Arif menjelaskan bahwa dengan menguasai teknologi satelit, Indonesia dapat memperkuat perekonomian melalui hilirisasi riset. Key Strategy ini mencakup penerapan hasil penelitian ke dalam inovasi, lalu mengembangkannya menjadi industri, hingga berkontribusi pada penguatan ekonomi nasional. Dengan kapasitas lokal hingga 65%, satelit NEO-1 diharapkan menjadi contoh nyata dari key strategy yang dijalankan pemerintah.
Peran Satelit dalam Transformasi Sektoral
NEO-1, satelit observasi bumi kelas mikrosatelit, memiliki kemampuan pencitraan resolusi tinggi dan menengah serta integrasi sistem Automatic Identification System (AIS) untuk memantau pergerakan kapal di laut. Key Strategy dalam pengembangan satelit ini juga mencakup peningkatan kualitas data yang digunakan dalam sektor pertanian, kehutanan, lingkungan, dan mitigasi bencana. Satelit ini akan berkontribusi pada pengambilan keputusan berbasis data yang lebih akurat.
“Penguasaan teknologi satelit ini harus menjadi fondasi lahirnya industri nasional yang mampu menghasilkan produk dan layanan bernilai tambah tinggi,” tambah Arif. Dengan key strategy ini, Indonesia tidak hanya mengejar kemajuan teknologi, tetapi juga membangun kepercayaan diri dalam pengelolaan sumber daya alam dan data.
Menurut Arif, peluncuran NEO-1 adalah bagian dari key strategy jangka panjang BRIN untuk mengembangkan industri satelit yang bisa beroperasi secara mandiri. Proses produksi satelit ini dilakukan di Rancabungur, Bogor, yang dianggap sebagai pusat inovasi teknologi antariksa. Lokasi tersebut menjadi simbol komitmen pemerintah untuk menggerakkan key strategy ini secara nasional.
Ekosistem Satelit dan Dukungan Pemerintah
Direktur Jenderal Infrastruktur Digital Kementerian Komunikasi dan Informatika, Wayan Toni Supriyanto, menyoroti pentingnya dukungan pemerintah dalam menjaga kesiapan ekosistem satelit. Ia menekankan bahwa key strategy ini tidak hanya melibatkan BRIN, tetapi juga kerja sama dengan lembaga internasional seperti International Telecommunication Union (ITU). “Kami akan siap mendukung untuk koordinasi satelitnya di ITU,” kata Wayan.

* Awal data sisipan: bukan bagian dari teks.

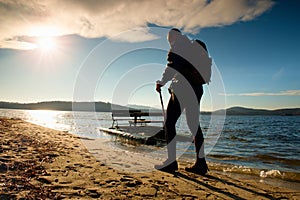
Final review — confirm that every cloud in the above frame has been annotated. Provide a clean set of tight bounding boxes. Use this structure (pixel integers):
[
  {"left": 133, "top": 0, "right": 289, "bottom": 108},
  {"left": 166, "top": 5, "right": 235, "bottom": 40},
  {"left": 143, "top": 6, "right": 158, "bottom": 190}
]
[
  {"left": 223, "top": 90, "right": 300, "bottom": 97},
  {"left": 0, "top": 0, "right": 274, "bottom": 48}
]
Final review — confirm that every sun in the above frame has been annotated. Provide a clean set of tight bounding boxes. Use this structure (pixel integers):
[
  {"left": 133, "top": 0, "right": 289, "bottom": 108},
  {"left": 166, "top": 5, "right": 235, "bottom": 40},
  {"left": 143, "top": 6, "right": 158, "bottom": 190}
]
[{"left": 37, "top": 36, "right": 56, "bottom": 52}]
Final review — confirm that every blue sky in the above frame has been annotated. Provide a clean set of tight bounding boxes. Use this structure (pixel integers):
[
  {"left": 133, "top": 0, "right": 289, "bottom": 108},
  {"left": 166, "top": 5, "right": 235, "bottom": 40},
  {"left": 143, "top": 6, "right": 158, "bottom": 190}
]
[{"left": 0, "top": 0, "right": 300, "bottom": 110}]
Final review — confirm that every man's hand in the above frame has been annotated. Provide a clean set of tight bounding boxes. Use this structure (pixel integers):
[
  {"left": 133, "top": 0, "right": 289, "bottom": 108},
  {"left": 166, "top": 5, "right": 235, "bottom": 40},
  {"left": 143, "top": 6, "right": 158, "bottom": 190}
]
[{"left": 156, "top": 83, "right": 163, "bottom": 92}]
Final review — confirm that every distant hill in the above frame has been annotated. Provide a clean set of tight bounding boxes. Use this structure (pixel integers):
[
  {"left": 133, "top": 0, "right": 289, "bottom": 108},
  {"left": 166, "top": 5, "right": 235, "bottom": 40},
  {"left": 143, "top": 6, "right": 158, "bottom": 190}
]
[
  {"left": 0, "top": 101, "right": 300, "bottom": 116},
  {"left": 214, "top": 107, "right": 300, "bottom": 116}
]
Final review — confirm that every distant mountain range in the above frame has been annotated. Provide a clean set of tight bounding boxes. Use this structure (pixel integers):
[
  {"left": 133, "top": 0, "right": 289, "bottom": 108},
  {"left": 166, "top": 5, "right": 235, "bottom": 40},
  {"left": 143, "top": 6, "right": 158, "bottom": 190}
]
[{"left": 0, "top": 101, "right": 300, "bottom": 116}]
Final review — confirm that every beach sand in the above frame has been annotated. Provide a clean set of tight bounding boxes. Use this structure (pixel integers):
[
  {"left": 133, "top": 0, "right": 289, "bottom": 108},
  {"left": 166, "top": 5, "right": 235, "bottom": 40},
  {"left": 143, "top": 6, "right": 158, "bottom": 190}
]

“Dari sisi frekuensi, kemanfaatannya juga akan kami terus siapkan alokasinya di tabel frekuensi,” tambahnya. Dukungan ini menjadi bagian dari key strategy nasional dalam memastikan satelit-satelit Indonesia bisa beroperasi optimal sekaligus mengurangi ketergantungan pada layanan luar negeri.

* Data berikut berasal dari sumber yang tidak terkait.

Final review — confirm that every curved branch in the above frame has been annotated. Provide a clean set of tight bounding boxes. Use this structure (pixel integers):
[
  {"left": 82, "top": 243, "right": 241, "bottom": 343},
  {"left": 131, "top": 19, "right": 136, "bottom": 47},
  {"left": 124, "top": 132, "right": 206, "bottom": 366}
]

Wayan menambahkan bahwa pemerintah telah menyiapkan frekuensi untuk satelit-satelit nasional, sehingga mendorong key strategy dalam pengembangan infrastruktur dan kebijakan teknologi. Dengan adanya satelit NEO-1, Indonesia diharapkan bisa mengembangkan industri satelit yang mampu berkontribusi pada sektor pertanian, kelautan, dan lingkungan, serta menjadi pilar dalam transformasi digital.